Premature labour is associated with inflammation in the mother or baby, often due to infection. This can cause damage to the brain that could lead to lifelong conditions such as cerebral palsy, autism or learning or behavioural difficulties in up to 30 per cent of pre-term babies.
In the study, published in the journal Nature Communications, researchers found a gene, known as DLG4, in microglial cells, which control the immune response in the brain, in responding to this inflammation.
The finding suggests that DLG4 is involved in the process of brain damage in some pre-term babies. It also identified differences in the way DLG4 was expressed in microglia in both the mouse models and brain scans.
"We have shown that the DLG4 gene is expressed differently in microglia when a brain has been damaged by inflammation," said David Edwards, Professor at King's College London.

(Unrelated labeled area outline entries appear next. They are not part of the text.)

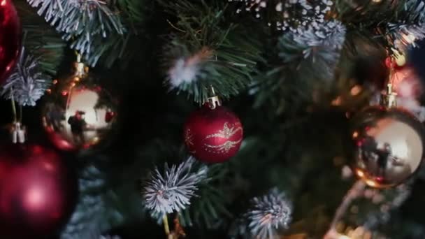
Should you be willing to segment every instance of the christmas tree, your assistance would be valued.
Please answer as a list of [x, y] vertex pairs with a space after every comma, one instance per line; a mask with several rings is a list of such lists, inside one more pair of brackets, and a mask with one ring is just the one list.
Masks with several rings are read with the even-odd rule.
[[0, 0], [0, 238], [424, 238], [424, 0]]

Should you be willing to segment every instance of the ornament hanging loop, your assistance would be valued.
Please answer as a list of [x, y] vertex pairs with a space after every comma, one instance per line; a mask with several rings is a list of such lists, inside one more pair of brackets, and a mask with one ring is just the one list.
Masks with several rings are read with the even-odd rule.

The study provides "a new avenue to study and understand how this inflammation and subsequent brain damage is caused so that scientists can work towards more effective treatments for diseases such as autism and cerebral palsy, by stopping or even preventing the inflammation associated with pre-term birth", Edwards added.
For the study, published in the journal Nature Communications, the team used an integrative approach which included mouse models of inflammation and a genomic analysis of over 500 infant brain scans.
The result contributes to an existing body of evidence that links the gene with both the immune response and neuropsychiatric diseases such as schizophrenia and autism, the researchers said.